· 14 min read

Database Primary Keys: AUTO_INCREMENT, UUID, and UUIDv7

# Dev Note
This article was auto-translated from Chinese. Some nuances may be lost in translation.

Should the primary key use auto increment or UUID? Recently, while reading related discussions, I noticed that the answer to this question seems to have gradually converged on UUIDv7. But even if the consensus is settling, the trade-offs and context behind it are still worth understanding properly; otherwise, you’re just following a trend in a different way.

TL;DR

  • UUIDv4 brings almost no benefit
  • If you’re certain it’s a single-database architecture, the ID is not exposed externally, and there will never be a need to merge data across databases in the future, Auto Increment is the simplest choice
  • In all other cases, use UUIDv7

What Is UUID?

UUID (Universally Unique Identifier) is a 128-bit identifier. The standard format looks like this:

550e8400-e29b-41d4-a716-446655440000

It has 36 characters, split by - into 5 parts (8-4-4-4-12). This segmented format comes from the earliest UUIDv1, where each segment corresponded to a different internal field. By v4 and v7, most fields are filled with random values, but the format is preserved for backward compatibility.
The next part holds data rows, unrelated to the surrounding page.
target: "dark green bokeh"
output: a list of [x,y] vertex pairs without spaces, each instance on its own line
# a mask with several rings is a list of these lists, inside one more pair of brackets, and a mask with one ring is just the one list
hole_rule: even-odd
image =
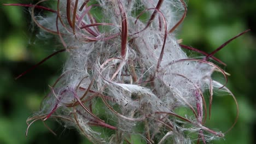
[[[61,45],[55,37],[36,37],[38,28],[32,22],[28,8],[2,5],[20,1],[0,2],[0,143],[89,143],[75,129],[66,129],[51,119],[46,123],[57,136],[38,121],[31,126],[28,136],[25,136],[26,120],[39,109],[49,91],[48,85],[61,74],[66,56],[58,54],[15,80],[23,71],[61,49]],[[35,2],[27,0],[22,3],[31,2]],[[231,74],[228,87],[237,99],[240,115],[225,140],[222,139],[212,143],[253,143],[256,126],[253,109],[256,1],[197,0],[190,1],[188,5],[188,15],[176,32],[184,44],[211,52],[230,38],[252,29],[215,55],[228,65],[222,68]],[[197,56],[191,51],[188,55]],[[214,96],[212,118],[207,125],[225,131],[235,118],[235,103],[230,97]]]

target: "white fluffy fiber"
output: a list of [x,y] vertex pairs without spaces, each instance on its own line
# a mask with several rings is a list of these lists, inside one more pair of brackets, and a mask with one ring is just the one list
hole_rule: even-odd
[[[171,29],[184,13],[184,7],[180,1],[163,1],[148,26],[148,20],[154,11],[152,8],[161,1],[93,1],[97,5],[91,6],[91,9],[102,15],[100,20],[97,20],[97,15],[92,14],[90,17],[86,13],[89,11],[88,5],[79,10],[88,1],[78,1],[75,32],[67,20],[67,1],[60,1],[60,16],[63,23],[59,19],[58,28],[68,58],[62,75],[43,103],[42,115],[53,111],[50,116],[62,119],[68,126],[77,127],[95,143],[121,143],[135,134],[152,143],[190,143],[194,140],[190,138],[189,134],[194,133],[197,133],[203,141],[207,140],[209,136],[203,135],[209,135],[211,131],[207,131],[202,126],[203,104],[200,94],[210,88],[214,67],[204,62],[179,61],[189,58],[174,37],[176,31],[167,33],[162,59],[158,66],[165,28]],[[76,1],[70,1],[73,20]],[[125,20],[121,19],[120,5],[123,7]],[[146,19],[136,21],[136,16],[147,9]],[[97,26],[89,27],[96,35],[81,29],[83,25],[96,22],[92,20],[93,17],[98,23],[112,24],[101,26],[99,29]],[[43,27],[57,31],[56,14],[37,17]],[[124,56],[121,53],[122,19],[127,23]],[[97,40],[88,41],[89,37]],[[67,106],[77,101],[78,98],[81,99],[88,88],[90,91],[81,99],[83,101],[83,101],[88,110],[78,103],[73,106]],[[102,106],[106,109],[103,111],[95,108],[101,98],[106,105]],[[53,111],[55,107],[56,110]],[[90,107],[96,116],[106,112],[106,118],[115,123],[113,126],[117,128],[116,133],[103,138],[102,133],[95,131],[91,124],[94,122],[98,124],[100,120],[88,112]],[[183,107],[191,111],[194,110],[198,117],[187,115],[188,121],[179,118],[174,110]],[[104,120],[108,123],[107,119]],[[141,133],[136,129],[136,125],[142,123],[144,124],[144,131]],[[217,136],[212,134],[211,136]],[[210,137],[209,140],[212,139]]]

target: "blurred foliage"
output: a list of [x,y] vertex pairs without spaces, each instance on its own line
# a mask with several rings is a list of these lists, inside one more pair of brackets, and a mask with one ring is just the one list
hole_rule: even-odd
[[[31,125],[28,137],[25,136],[26,120],[38,110],[41,100],[48,92],[47,86],[61,73],[66,56],[64,53],[58,54],[24,77],[14,80],[61,47],[55,37],[37,37],[39,29],[32,22],[28,8],[2,5],[20,2],[0,1],[0,143],[89,143],[75,129],[67,129],[51,119],[46,123],[57,136],[38,121]],[[256,1],[189,1],[188,5],[187,16],[176,32],[184,44],[211,52],[237,34],[252,29],[214,55],[227,64],[222,68],[231,74],[228,87],[237,99],[240,117],[224,139],[212,143],[253,143],[256,140],[253,139],[256,132]],[[188,53],[196,56],[194,52]],[[207,125],[226,131],[235,120],[234,100],[230,97],[214,95],[212,108]],[[135,136],[135,143],[139,143],[136,141],[140,140]]]

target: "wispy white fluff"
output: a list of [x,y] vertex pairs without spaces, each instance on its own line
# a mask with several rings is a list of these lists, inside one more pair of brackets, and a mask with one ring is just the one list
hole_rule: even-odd
[[[70,1],[72,23],[76,1]],[[60,1],[61,21],[57,20],[58,30],[68,58],[63,74],[44,100],[40,114],[44,118],[49,116],[62,119],[78,128],[95,143],[121,143],[130,141],[133,134],[159,143],[190,143],[193,138],[186,134],[189,134],[188,131],[198,133],[203,141],[217,137],[206,136],[217,132],[202,126],[205,104],[201,94],[212,86],[210,84],[212,65],[179,61],[189,58],[179,46],[173,33],[167,34],[159,64],[165,28],[171,29],[182,16],[184,7],[181,1],[164,1],[149,24],[154,9],[161,1],[97,0],[94,1],[96,5],[87,5],[79,10],[85,1],[78,1],[74,28],[66,15],[67,1]],[[120,5],[126,17],[121,18]],[[101,13],[100,21],[95,21],[98,17],[90,12],[91,9]],[[137,16],[143,10],[147,15],[146,20],[138,19]],[[36,18],[45,28],[57,31],[56,14]],[[121,55],[122,38],[125,37],[122,35],[125,27],[122,19],[127,23],[125,56]],[[112,24],[82,28],[97,22]],[[214,84],[214,87],[219,87],[218,83]],[[82,103],[78,103],[78,99],[81,99]],[[96,103],[100,99],[106,105],[103,111],[96,108]],[[183,119],[174,112],[181,107],[197,113]],[[101,121],[95,116],[101,113],[95,111],[106,111],[107,119]],[[55,115],[50,116],[51,112]],[[116,123],[112,125],[115,127],[116,134],[104,139],[102,134],[91,127],[115,129],[104,124],[108,123],[108,117]],[[136,125],[141,123],[145,124],[145,131],[135,131]]]

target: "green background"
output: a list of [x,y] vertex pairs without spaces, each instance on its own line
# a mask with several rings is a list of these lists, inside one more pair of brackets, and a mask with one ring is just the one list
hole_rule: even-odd
[[[66,54],[58,54],[15,80],[24,70],[61,49],[61,45],[50,35],[48,39],[36,37],[38,28],[27,8],[2,5],[12,3],[21,2],[0,1],[0,143],[89,143],[75,129],[63,128],[51,119],[46,123],[57,136],[38,121],[26,137],[26,121],[38,110],[49,91],[48,85],[61,74]],[[227,64],[222,68],[231,74],[228,87],[237,99],[240,115],[237,124],[225,138],[212,143],[253,143],[256,141],[253,139],[256,132],[256,1],[195,0],[189,1],[188,5],[187,16],[176,32],[184,44],[211,52],[237,34],[252,29],[214,55]],[[198,56],[191,51],[188,55]],[[234,121],[236,109],[232,99],[223,96],[214,97],[212,119],[207,125],[225,131]]]

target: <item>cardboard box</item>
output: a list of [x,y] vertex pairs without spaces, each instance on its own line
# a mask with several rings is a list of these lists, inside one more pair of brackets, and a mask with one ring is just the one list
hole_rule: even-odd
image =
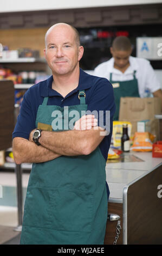
[[157,141],[152,145],[152,157],[162,159],[162,141]]
[[139,121],[137,124],[137,131],[138,132],[151,132],[151,127],[149,125],[150,120],[142,120]]
[[0,166],[3,166],[5,163],[5,151],[0,151]]
[[138,97],[121,97],[120,98],[120,121],[127,121],[132,125],[132,136],[137,131],[139,121],[149,120],[147,126],[150,127],[150,132],[159,139],[159,120],[155,114],[161,113],[161,100],[158,97],[140,98]]

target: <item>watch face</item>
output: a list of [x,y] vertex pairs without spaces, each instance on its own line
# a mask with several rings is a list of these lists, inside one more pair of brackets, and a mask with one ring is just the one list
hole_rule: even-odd
[[37,137],[38,135],[39,135],[40,133],[39,132],[37,132],[37,131],[36,131],[35,132],[34,132],[34,136],[35,137]]

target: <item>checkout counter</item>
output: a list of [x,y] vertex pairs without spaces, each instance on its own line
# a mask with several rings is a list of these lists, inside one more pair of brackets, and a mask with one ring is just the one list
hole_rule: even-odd
[[[116,244],[161,245],[162,158],[130,151],[119,161],[109,160],[106,172],[108,212],[120,217]],[[107,221],[105,244],[113,243],[116,224]]]

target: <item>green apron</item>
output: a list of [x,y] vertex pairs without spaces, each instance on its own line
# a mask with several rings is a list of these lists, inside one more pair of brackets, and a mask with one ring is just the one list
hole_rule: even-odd
[[133,79],[125,81],[112,81],[112,73],[110,74],[109,82],[114,88],[114,94],[116,104],[116,111],[114,119],[119,119],[120,100],[121,97],[139,97],[138,92],[138,81],[135,78],[136,71],[134,71]]
[[[87,105],[83,93],[79,93],[80,104],[69,106],[68,113],[76,110],[80,118]],[[68,113],[63,107],[47,105],[48,99],[39,106],[36,127],[39,123],[51,126],[52,112],[59,110],[64,130],[64,115],[67,118]],[[33,163],[21,243],[103,244],[107,219],[105,166],[99,147],[88,155],[61,156]]]

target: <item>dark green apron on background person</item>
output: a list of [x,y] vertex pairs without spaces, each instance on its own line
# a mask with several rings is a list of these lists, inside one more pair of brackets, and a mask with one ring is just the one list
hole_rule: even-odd
[[[80,104],[69,106],[66,113],[63,107],[47,105],[45,97],[38,109],[36,127],[50,127],[52,113],[57,110],[62,113],[63,130],[64,119],[68,122],[72,119],[68,117],[71,111],[77,111],[80,118],[85,114],[81,111],[86,111],[87,105],[83,94],[79,93]],[[33,163],[21,243],[103,244],[107,219],[105,166],[99,147],[88,155],[61,156]]]
[[135,78],[135,72],[134,71],[133,79],[125,81],[112,81],[112,73],[110,74],[109,82],[114,88],[114,94],[116,105],[116,111],[113,120],[119,119],[120,100],[121,97],[140,97],[138,80]]

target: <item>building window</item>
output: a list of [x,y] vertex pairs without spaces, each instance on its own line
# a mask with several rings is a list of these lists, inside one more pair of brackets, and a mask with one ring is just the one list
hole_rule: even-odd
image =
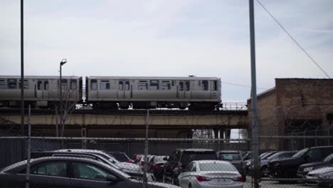
[[100,80],[100,90],[110,90],[110,80]]
[[17,80],[16,79],[7,79],[7,88],[8,89],[17,89]]
[[147,90],[148,89],[148,81],[147,80],[139,80],[137,85],[139,90]]
[[38,80],[37,82],[37,90],[42,90],[42,87],[43,86],[43,81],[42,80]]
[[119,81],[119,90],[124,90],[124,82],[123,81]]
[[130,81],[125,81],[125,90],[130,90]]
[[67,90],[67,79],[61,79],[61,90]]
[[6,89],[6,80],[0,80],[0,89]]
[[217,90],[217,81],[214,80],[213,83],[213,90]]
[[179,82],[179,90],[184,90],[184,82]]
[[159,80],[150,80],[149,90],[159,90]]
[[190,89],[189,81],[186,81],[185,82],[185,86],[186,86],[186,91],[189,91],[189,89]]
[[90,90],[97,90],[97,80],[90,80]]
[[[28,83],[28,80],[23,80],[23,88],[27,90],[29,88],[29,84]],[[21,80],[18,80],[18,87],[21,89]]]
[[70,80],[70,89],[76,90],[78,88],[76,80]]
[[44,90],[48,90],[48,80],[44,80]]
[[162,81],[161,90],[170,90],[170,81]]
[[202,80],[202,90],[208,90],[208,80]]

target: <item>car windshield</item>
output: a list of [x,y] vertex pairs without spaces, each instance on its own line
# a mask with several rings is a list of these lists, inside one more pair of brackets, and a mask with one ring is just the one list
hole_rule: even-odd
[[307,152],[307,150],[309,150],[309,148],[303,149],[303,150],[299,151],[298,152],[295,153],[294,155],[292,156],[292,157],[299,158],[299,157],[302,157],[302,155],[303,155],[303,154],[305,154],[306,152]]
[[241,160],[240,155],[238,152],[235,153],[219,153],[218,159],[220,160]]
[[194,152],[185,151],[181,157],[182,162],[191,162],[194,160],[216,160],[216,154],[214,151]]
[[333,159],[333,153],[329,155],[329,156],[326,157],[326,158],[324,160],[324,162],[329,162]]
[[205,162],[199,163],[200,171],[232,171],[237,169],[229,163]]
[[124,153],[107,153],[108,155],[113,156],[116,160],[120,162],[127,162],[130,160],[130,158],[126,156]]

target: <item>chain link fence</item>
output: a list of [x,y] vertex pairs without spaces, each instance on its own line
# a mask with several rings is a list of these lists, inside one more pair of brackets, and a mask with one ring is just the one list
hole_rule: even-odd
[[[261,187],[330,187],[332,139],[260,136],[260,143],[275,143],[282,149],[262,147],[260,170],[255,172],[248,139],[149,138],[144,157],[144,138],[1,137],[0,184],[1,187],[254,187],[253,177],[258,174]],[[302,144],[284,149],[295,142]],[[302,142],[314,147],[303,147]]]

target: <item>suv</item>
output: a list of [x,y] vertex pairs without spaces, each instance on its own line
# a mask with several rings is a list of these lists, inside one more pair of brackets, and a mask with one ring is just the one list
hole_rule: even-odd
[[243,180],[245,182],[246,179],[246,166],[241,152],[235,150],[222,150],[218,152],[218,160],[228,161],[238,170],[239,173],[242,175]]
[[297,177],[296,173],[301,164],[322,161],[333,152],[333,146],[305,148],[292,157],[268,162],[270,177],[275,178]]
[[326,157],[323,161],[300,165],[300,168],[298,168],[297,177],[305,178],[309,172],[326,167],[333,167],[333,153]]
[[[166,157],[164,160],[166,160]],[[216,160],[216,152],[207,149],[176,149],[164,164],[163,182],[178,184],[177,177],[189,163],[194,160]]]

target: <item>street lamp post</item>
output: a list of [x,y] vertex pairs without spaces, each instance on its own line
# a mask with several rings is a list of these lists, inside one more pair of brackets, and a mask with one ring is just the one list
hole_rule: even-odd
[[[63,58],[61,62],[60,63],[60,80],[59,80],[59,92],[60,92],[60,127],[62,128],[63,126],[63,88],[61,85],[61,67],[67,63],[67,59]],[[62,136],[62,135],[61,135]]]

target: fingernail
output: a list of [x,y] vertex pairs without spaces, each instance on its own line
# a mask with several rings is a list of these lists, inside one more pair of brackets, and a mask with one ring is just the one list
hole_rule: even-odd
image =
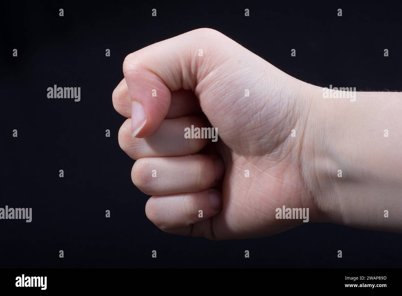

There are several UUID versions; the ones discussed in this post are mainly:

  • UUIDv41: 122 bits of pure randomness, with no structure at all. It is currently the most widely used version, but it is not very database-friendly.
  • UUIDv72: the first 48 bits store a millisecond-level timestamp, and the remaining roughly 74 bits store randomness. It balances time ordering and randomness, and is the current recommended choice.

The two look exactly the same; the difference is in their internal structure. You can tell them apart by the first character of the third segment: 4xxx is v4, 7xxx is v7.

UUIDv4: 550e8400-e29b-41d4-a716-446655440000
                      ^
UUIDv7: 018f3a3b-7a5d-7a3b-8b3a-3b7a5d7a3b8b
                      ^

Why Are Primary Keys So Important?

Depending on the use case, primary keys affect write performance, query efficiency, whether the system can scale in the future, and whether you’ll run into landmines during migrations later on. From the benchmark below, the difference can even exceed sevenfold.

Auto Increment vs UUID: What’s the Difference?

Let’s start with the most basic decision point. When choosing a Primary Key, you can think about it from several angles:

  • Insert performance
  • Index performance
  • Search performance

The advantage of Auto Increment is very straightforward: the database automatically increments it for you, it’s an 8-byte integer, compact, fast, and friendly to B-Tree indexes. Because it always appends to the end, INSERT performance is basically the best possible.

But Auto Increment has two fundamental limitations:

1. It Is Not Friendly to Distributed Architectures

In distributed systems, generating a globally unique ID is difficult. This can be solved by implementing a central ID generator to ensure every ID is globally unique, such as Twitter’s Snowflake algorithm.

However, a central ID generator introduces performance bottlenecks and a single point of failure risk. To avoid a single point of failure, multiple workers are often deployed to coordinate in practice, which increases complexity and the components that need to be maintained.

2. Predictability

If you change the number to 1024 or 1022, you might be able to see someone else’s orders (if the implementation is not done properly). Competitors can estimate your user base or transaction volume from how quickly IDs increase. (You can also use this in reverse as a deception tactic.)

UUID (represented here by UUIDv4) solves these two problems: with a 128-bit random space, any node can generate IDs independently, without central coordination, and they are almost impossible to guess.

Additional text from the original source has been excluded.